Ha ha! Awww, Rex doesn’t like mean ol’ Hugh! Rex thinks Hugh’s a bad son! Plus Hugh was not nice to Rex! So Rex has busted out the angry face! It’s OK, Rex, it’s OK, Heather’s got the situation in hand now. Put down the celery before you hurt somebody with it.

Archie, 5/29/07

That Archie! You can totally tell why all the girls are always fighting over him. He’s thrown into a state of naked panic and despair whenever he has to make the simple kinds of choices necessary to function as a human being in society! Speaking of which…

For Better Or For Worse, 5/29/07

For whatever reason — residual affection for a strip I liked in my youth, some vague desire to keep a hold of my dignity — I always feel like I need to step back from full-throated Foob hate, so I’ll try to keep this as rational as possible. It is, in fact, true that buying a house a huge leap, a stressful responsibility. It’s natural to worry that, if your financial situation changes, you might not only lose the house, but all the money you’ve invested in it to that point — a worry that might be all the keener if a big part of your income comes from freelancing and is thus not predictable. And then there are the little costs, like maintenance, that would normally be your landlord’s responsibility that suddenly you have to cover. It’s a Big Deal.

And yet exactly none of this has actually been discussed in the strip.

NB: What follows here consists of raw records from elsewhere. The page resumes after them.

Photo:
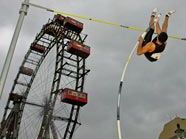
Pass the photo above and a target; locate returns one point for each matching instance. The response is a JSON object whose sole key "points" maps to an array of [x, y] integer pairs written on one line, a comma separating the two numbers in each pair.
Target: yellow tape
{"points": [[99, 20], [109, 23]]}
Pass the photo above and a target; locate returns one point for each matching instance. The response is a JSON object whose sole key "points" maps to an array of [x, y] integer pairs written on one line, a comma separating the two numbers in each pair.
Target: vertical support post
{"points": [[4, 73]]}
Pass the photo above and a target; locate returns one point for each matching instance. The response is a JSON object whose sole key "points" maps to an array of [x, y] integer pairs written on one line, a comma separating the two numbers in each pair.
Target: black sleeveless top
{"points": [[158, 49]]}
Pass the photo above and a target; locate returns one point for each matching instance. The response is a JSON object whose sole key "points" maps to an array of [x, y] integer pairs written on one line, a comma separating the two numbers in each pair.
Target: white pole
{"points": [[4, 73]]}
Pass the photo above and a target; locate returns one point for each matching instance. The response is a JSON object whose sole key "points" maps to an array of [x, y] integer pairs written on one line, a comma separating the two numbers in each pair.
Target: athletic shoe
{"points": [[170, 13]]}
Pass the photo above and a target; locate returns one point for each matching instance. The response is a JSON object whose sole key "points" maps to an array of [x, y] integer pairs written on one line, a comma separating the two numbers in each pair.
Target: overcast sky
{"points": [[153, 93]]}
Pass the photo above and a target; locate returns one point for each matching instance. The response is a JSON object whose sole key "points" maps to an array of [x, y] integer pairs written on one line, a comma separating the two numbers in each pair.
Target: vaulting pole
{"points": [[4, 73]]}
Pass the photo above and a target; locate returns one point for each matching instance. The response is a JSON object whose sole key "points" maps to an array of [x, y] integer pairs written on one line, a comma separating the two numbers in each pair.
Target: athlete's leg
{"points": [[153, 15], [157, 25], [166, 21]]}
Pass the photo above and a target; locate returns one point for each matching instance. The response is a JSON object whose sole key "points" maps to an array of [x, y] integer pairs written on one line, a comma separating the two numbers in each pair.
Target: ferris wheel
{"points": [[48, 91]]}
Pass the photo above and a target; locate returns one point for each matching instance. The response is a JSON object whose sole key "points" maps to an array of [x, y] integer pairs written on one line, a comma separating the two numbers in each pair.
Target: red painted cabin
{"points": [[74, 97], [78, 49], [59, 18], [26, 71], [73, 24], [38, 48]]}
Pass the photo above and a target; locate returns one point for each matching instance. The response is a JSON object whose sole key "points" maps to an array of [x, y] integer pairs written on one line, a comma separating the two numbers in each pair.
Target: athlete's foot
{"points": [[170, 13], [154, 12]]}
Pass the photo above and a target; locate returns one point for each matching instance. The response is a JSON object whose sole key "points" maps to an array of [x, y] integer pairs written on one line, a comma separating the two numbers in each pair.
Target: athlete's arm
{"points": [[149, 47]]}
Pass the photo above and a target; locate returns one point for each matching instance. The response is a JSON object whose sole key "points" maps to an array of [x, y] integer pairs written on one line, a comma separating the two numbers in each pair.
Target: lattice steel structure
{"points": [[34, 108]]}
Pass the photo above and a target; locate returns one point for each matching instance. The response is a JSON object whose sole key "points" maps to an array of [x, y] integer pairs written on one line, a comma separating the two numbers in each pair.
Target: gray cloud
{"points": [[153, 92]]}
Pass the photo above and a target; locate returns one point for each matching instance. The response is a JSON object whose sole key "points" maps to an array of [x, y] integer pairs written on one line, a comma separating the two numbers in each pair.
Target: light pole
{"points": [[22, 13]]}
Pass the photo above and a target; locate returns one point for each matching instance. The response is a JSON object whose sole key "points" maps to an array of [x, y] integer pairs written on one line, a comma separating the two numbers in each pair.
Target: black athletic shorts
{"points": [[148, 36]]}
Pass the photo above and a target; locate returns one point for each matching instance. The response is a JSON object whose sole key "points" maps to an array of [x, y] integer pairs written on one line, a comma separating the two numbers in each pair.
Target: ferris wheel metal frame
{"points": [[52, 34]]}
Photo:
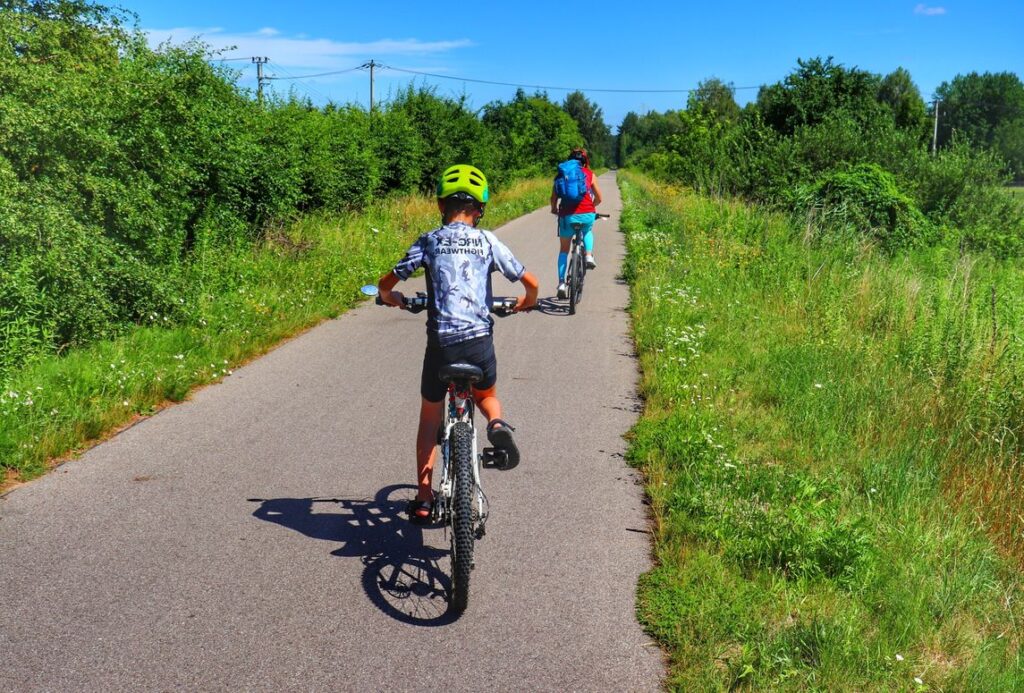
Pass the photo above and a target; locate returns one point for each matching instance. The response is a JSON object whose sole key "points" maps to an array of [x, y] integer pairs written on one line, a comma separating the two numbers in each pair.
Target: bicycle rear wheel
{"points": [[462, 514]]}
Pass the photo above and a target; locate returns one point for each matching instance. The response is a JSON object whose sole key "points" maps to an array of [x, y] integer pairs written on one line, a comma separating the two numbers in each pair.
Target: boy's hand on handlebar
{"points": [[394, 299], [523, 303]]}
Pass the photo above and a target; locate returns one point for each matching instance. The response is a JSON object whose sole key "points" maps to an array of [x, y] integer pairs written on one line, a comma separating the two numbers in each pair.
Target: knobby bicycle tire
{"points": [[576, 279], [462, 516]]}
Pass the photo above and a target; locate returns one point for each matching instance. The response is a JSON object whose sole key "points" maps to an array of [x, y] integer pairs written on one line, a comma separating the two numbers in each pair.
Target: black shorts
{"points": [[479, 352]]}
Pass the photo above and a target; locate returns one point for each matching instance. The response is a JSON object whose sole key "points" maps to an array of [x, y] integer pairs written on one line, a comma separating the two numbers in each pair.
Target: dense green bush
{"points": [[866, 200], [122, 166]]}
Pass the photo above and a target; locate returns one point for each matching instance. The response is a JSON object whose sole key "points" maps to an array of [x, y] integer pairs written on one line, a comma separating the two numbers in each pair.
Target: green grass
{"points": [[250, 300], [830, 443]]}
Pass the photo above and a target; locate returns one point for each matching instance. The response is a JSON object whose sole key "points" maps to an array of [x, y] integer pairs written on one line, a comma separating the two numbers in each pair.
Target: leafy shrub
{"points": [[121, 167], [866, 199]]}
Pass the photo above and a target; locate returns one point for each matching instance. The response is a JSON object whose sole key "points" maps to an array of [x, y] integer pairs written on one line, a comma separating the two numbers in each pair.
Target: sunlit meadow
{"points": [[830, 444]]}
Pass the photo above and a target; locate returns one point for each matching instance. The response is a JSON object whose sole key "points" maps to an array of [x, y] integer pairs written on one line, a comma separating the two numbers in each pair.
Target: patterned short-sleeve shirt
{"points": [[459, 260]]}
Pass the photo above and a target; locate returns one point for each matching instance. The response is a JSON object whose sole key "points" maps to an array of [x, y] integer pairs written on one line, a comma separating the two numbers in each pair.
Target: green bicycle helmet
{"points": [[464, 178]]}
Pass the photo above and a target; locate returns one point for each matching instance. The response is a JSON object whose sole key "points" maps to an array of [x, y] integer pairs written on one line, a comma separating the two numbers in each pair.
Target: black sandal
{"points": [[420, 512], [501, 438]]}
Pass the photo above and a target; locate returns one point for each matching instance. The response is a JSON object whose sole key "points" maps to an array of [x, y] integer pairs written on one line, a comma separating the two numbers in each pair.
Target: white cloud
{"points": [[302, 51]]}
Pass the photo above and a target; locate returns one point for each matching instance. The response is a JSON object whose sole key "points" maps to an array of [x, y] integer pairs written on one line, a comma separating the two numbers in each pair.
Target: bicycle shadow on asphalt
{"points": [[552, 306], [402, 576]]}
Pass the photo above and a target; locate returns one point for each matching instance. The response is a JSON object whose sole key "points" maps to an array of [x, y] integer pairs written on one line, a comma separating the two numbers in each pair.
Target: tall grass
{"points": [[250, 300], [830, 440]]}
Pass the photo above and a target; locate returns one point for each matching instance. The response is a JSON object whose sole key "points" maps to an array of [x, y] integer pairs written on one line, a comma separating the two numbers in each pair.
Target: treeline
{"points": [[121, 165], [851, 149]]}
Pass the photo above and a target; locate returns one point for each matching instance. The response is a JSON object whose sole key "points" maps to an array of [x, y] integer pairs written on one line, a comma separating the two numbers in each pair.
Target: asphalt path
{"points": [[253, 536]]}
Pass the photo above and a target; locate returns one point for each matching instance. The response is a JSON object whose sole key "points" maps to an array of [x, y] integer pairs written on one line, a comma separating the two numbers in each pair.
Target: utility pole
{"points": [[260, 61], [371, 65]]}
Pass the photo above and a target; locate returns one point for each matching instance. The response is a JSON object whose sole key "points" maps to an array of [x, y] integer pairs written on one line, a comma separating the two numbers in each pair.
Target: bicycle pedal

We don’t know why Mikey is so freaked out about buying the house; as far as I can tell, he’s just sitting under some kind of smoldering cloud of existential dread about it. It’s not like he even really had to decide to do it — with the fire and his parents’ machinations, it’s like the choice was made for him! (In real life, this could of course be the very cause of his unease, but again if that’s the case, nothing has been said to that effect.) Today we learn that Mike is in such a state about the prospect of property ownership that he wants to punish his body until his mind shuts down. The turn to booze and drugs is inevitable. If Mike spends all his days in the coming frozen-in-time version of the strip in some sort of dreamy opium haze, every Foob outrage we have suffered to this point will have been worth it.

Judge Parker, 5/29/07

If you’re sympathizing with Sam’s hair-pulling panic in panel three (“The ladies, they’ll just go out with that credit card and come back with three new dresses they don’t need! And an apartment in Paris! Am I right, fellas?”), I must remind you that all of the fabulous wealth that keeps this motley family in the lifestyle to which they’ve become accustomed at stately Spencer Farms is Abbey’s (inherited, I believe). Perhaps he’s worried that any pinch on the family finances will reveal that his claims to be contributing with his big-shot lawyer’s salary have been nothing but lies. I’ve been reading this strip for two and a half years and I haven’t witnessed anything from him that might qualify as a billable hour.